Were you taught to believe that “divorce” is a curse word? That we don’t even say the “d” word?
When I was a young, idealistic grad school student, a professor told us: “We are not in the business of
saving marriages. We’re in the business of helping people.”
At the time, I (arrogantly) thought: “Well, maybe those are your values. I want to save marriages.”
I still prefer to help save marriages, but I’ve learned that the truth is actually more like she said.
Often, I’ll get a client who tells me from the get-go: “Divorce is not an option.” I believe in honoring the needs and goals of the client. If a couple doesn’t want to discuss divorce then we don’t. But my general feeling is that if divorce is never an option, even as a worst case scenario, that’s a potentially dangerous paradigm.
Here is what I’m not saying:
I’m not suggesting that at the first sign of marital difficulty, spouses should start planning to separate.
I’m not saying spouses should habitually “threaten each other with divorce” over minor disagreements.
I’m not saying that everyone should actively consider or discuss divorce on a regular or casual basis.
I’m not saying that divorce is no big deal.
Relationships can be tough, and take some time and effort and work, (sometimes).
Particularly if there are children, I do believe it’s worth trying 150% to work on (most) marriages before considering a divorce.
I am saying that there are some circumstances, in fact many, where it’s actually in the best interest of all involved, to consider ending the marriage. Even when working on a salvageable relationship, it’s important for both parties to know that if it ever becomes intolerable for either or both of them, there is a way out.

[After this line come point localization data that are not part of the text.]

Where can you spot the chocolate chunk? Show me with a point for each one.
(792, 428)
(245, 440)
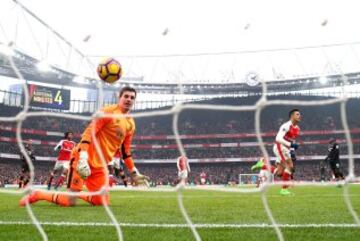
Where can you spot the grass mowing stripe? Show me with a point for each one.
(200, 225)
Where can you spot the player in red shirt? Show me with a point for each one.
(64, 147)
(183, 169)
(116, 167)
(284, 144)
(87, 167)
(202, 178)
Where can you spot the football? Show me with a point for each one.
(109, 70)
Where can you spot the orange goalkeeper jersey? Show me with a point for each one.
(111, 133)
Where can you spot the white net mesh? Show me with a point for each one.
(260, 105)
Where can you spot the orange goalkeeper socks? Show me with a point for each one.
(59, 199)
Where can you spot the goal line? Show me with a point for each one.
(197, 225)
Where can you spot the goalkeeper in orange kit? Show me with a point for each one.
(86, 166)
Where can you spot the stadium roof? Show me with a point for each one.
(189, 41)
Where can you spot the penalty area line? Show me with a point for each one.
(199, 225)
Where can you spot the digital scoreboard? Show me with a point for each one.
(50, 98)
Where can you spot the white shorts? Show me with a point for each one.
(281, 152)
(115, 162)
(264, 174)
(183, 174)
(59, 165)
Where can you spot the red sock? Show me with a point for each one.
(111, 180)
(60, 181)
(285, 178)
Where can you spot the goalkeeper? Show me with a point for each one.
(86, 167)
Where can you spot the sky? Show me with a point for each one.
(133, 30)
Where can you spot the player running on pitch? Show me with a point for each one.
(333, 158)
(65, 147)
(183, 169)
(116, 169)
(285, 141)
(86, 167)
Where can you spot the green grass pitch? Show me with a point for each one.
(310, 205)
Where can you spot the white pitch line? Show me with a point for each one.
(200, 225)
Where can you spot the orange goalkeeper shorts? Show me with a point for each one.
(93, 183)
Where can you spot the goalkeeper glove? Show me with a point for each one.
(294, 145)
(83, 167)
(139, 179)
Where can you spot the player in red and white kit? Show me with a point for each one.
(65, 147)
(202, 178)
(183, 169)
(116, 167)
(284, 144)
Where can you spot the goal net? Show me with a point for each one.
(252, 80)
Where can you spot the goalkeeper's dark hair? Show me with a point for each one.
(293, 111)
(66, 134)
(127, 88)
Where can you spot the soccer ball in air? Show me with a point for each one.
(109, 70)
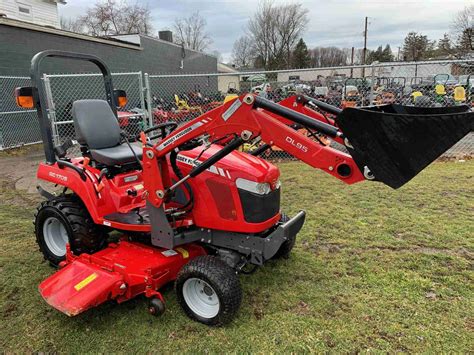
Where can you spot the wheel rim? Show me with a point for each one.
(201, 298)
(55, 236)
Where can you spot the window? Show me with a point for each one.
(24, 10)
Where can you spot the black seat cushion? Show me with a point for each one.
(95, 124)
(97, 128)
(118, 155)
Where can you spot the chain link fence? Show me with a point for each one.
(18, 127)
(154, 99)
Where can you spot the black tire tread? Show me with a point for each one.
(87, 236)
(287, 246)
(223, 280)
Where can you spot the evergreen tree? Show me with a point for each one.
(417, 47)
(301, 57)
(444, 45)
(380, 55)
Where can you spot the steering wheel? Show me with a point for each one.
(171, 126)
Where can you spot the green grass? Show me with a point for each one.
(373, 269)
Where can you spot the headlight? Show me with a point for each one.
(260, 188)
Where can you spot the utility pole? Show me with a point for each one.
(364, 51)
(352, 62)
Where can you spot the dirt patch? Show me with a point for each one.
(335, 248)
(18, 175)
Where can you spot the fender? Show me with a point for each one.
(84, 189)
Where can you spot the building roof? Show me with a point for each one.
(224, 68)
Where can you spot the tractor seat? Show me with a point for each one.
(97, 128)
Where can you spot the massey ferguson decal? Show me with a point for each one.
(179, 135)
(297, 145)
(213, 169)
(57, 176)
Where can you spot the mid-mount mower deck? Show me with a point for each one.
(192, 209)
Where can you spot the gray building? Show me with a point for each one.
(19, 41)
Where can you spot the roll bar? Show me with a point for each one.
(39, 95)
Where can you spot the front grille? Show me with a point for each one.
(259, 208)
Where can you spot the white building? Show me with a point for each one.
(41, 12)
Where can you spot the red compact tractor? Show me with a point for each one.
(190, 208)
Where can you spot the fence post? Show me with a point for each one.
(148, 100)
(372, 76)
(51, 108)
(142, 95)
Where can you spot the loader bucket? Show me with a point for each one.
(393, 143)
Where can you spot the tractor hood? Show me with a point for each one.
(393, 143)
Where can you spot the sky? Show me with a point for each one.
(337, 23)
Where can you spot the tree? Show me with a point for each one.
(445, 46)
(111, 17)
(301, 57)
(243, 52)
(274, 30)
(380, 55)
(417, 47)
(328, 57)
(69, 24)
(463, 28)
(218, 55)
(192, 32)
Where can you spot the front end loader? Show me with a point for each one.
(192, 209)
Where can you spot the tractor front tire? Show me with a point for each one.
(66, 220)
(287, 246)
(209, 290)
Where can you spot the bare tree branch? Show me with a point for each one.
(275, 31)
(112, 17)
(192, 32)
(243, 52)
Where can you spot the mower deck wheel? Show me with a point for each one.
(156, 307)
(287, 246)
(65, 220)
(209, 290)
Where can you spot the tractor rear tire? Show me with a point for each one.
(63, 220)
(209, 290)
(287, 246)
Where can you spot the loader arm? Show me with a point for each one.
(247, 118)
(390, 143)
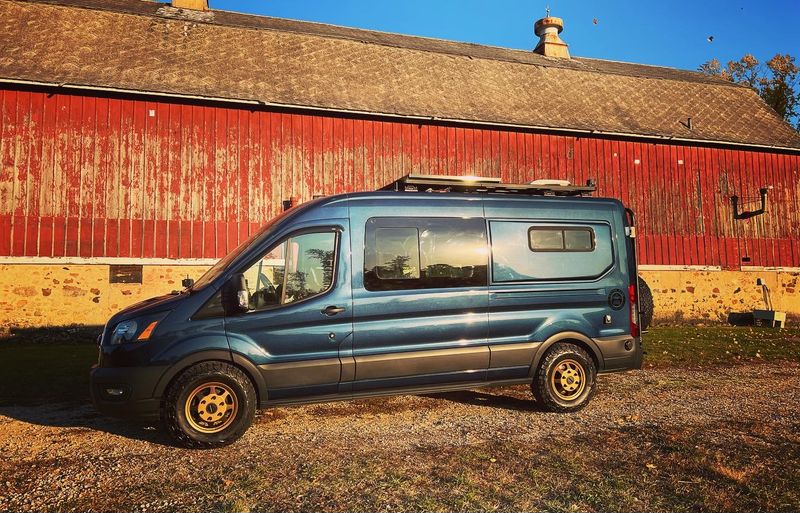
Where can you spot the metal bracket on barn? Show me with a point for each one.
(436, 183)
(735, 201)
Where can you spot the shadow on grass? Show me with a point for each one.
(44, 380)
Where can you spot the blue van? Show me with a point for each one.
(429, 285)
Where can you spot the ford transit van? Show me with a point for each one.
(431, 284)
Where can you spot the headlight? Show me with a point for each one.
(135, 330)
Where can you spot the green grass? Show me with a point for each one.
(53, 365)
(688, 346)
(34, 373)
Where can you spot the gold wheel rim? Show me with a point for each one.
(568, 379)
(211, 407)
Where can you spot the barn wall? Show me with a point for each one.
(96, 178)
(102, 177)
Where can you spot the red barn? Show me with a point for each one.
(140, 141)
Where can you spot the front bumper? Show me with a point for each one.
(136, 384)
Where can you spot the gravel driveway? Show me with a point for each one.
(716, 438)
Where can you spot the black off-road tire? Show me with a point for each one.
(646, 306)
(173, 409)
(545, 391)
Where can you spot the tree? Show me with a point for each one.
(777, 82)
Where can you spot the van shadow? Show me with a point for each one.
(482, 398)
(44, 381)
(81, 416)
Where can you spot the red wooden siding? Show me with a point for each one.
(105, 177)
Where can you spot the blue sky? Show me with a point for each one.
(667, 33)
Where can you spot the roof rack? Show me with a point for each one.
(435, 183)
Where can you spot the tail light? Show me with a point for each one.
(633, 300)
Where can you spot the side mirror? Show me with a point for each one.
(235, 296)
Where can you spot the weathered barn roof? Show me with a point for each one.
(144, 46)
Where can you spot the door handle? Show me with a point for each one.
(332, 310)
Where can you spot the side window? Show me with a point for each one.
(297, 268)
(522, 251)
(397, 251)
(560, 239)
(415, 253)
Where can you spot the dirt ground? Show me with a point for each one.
(719, 438)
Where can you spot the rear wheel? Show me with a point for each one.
(565, 380)
(209, 405)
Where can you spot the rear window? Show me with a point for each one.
(528, 251)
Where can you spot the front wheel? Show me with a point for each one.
(565, 380)
(209, 405)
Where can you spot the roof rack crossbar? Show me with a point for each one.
(436, 183)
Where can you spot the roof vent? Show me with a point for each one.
(550, 45)
(197, 5)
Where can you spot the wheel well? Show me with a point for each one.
(233, 363)
(586, 347)
(567, 340)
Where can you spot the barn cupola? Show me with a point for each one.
(197, 5)
(550, 45)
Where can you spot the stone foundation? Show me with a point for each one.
(47, 295)
(711, 296)
(33, 295)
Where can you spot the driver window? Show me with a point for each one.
(297, 268)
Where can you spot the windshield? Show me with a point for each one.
(223, 262)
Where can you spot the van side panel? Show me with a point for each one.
(416, 337)
(563, 291)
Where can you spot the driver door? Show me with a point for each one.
(300, 313)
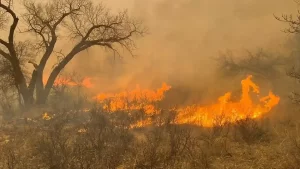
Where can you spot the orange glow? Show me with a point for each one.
(226, 110)
(135, 99)
(223, 111)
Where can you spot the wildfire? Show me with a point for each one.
(135, 99)
(226, 110)
(86, 82)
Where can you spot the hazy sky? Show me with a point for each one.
(184, 36)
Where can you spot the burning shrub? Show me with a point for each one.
(251, 131)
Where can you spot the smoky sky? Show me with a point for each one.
(184, 36)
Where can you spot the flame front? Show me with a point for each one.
(224, 111)
(136, 99)
(228, 111)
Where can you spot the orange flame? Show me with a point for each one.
(229, 111)
(133, 100)
(224, 111)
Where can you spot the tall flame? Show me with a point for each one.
(228, 111)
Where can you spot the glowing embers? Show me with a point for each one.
(136, 99)
(223, 111)
(226, 110)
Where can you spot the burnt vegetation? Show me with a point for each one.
(64, 135)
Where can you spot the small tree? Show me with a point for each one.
(87, 24)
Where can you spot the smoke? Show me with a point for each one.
(184, 37)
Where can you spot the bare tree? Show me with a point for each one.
(88, 24)
(293, 28)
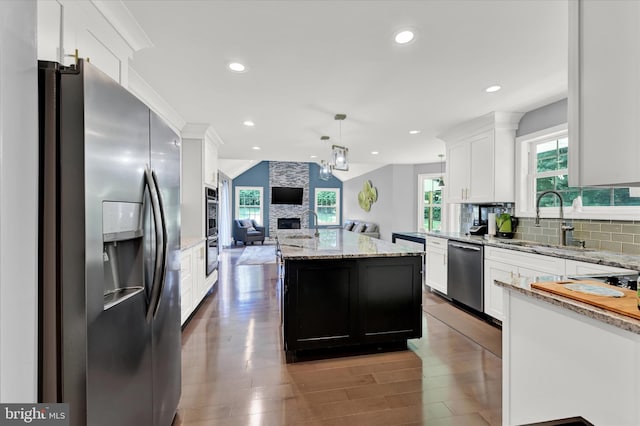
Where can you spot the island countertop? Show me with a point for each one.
(336, 243)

The classic, socially acceptable example that’s given is in the case of abuse. People will say “oh yes, well, that’s different.” But abuse is actually only one example of the various problems that may require ending a marriage. And other than the two individuals that are in it, no one ever really knows what’s going on behind closed doors. Couples (or individuals) who are making the difficult choice to part ways, based on their experiences, need support and empathy, not judgement or to feel scandalized.
Many remain in deeply unhappy or dysfunctional marriages because they fear judgement, recrimination, or even alienation from family, friends, or community, if they were to leave. Many also stay for other reasons, like finances, kids, or fear of being alone. It’s not for anyone else to tell people whether to stay or go- that decision must be left to the ones in the marriage.
And while ideally, people don’t generally marry with the intent to divorce, it’s important for those in pain to know that, divorce is an option.
Because if they feel it’s really not, then that’s not a marriage; it’s a prison.
Working on a relationship sincerely with the knowledge that if necessary it can end, is actually a healthier approach that can either lead to a carefully considered divorce, or a more empowered, intentional marriage.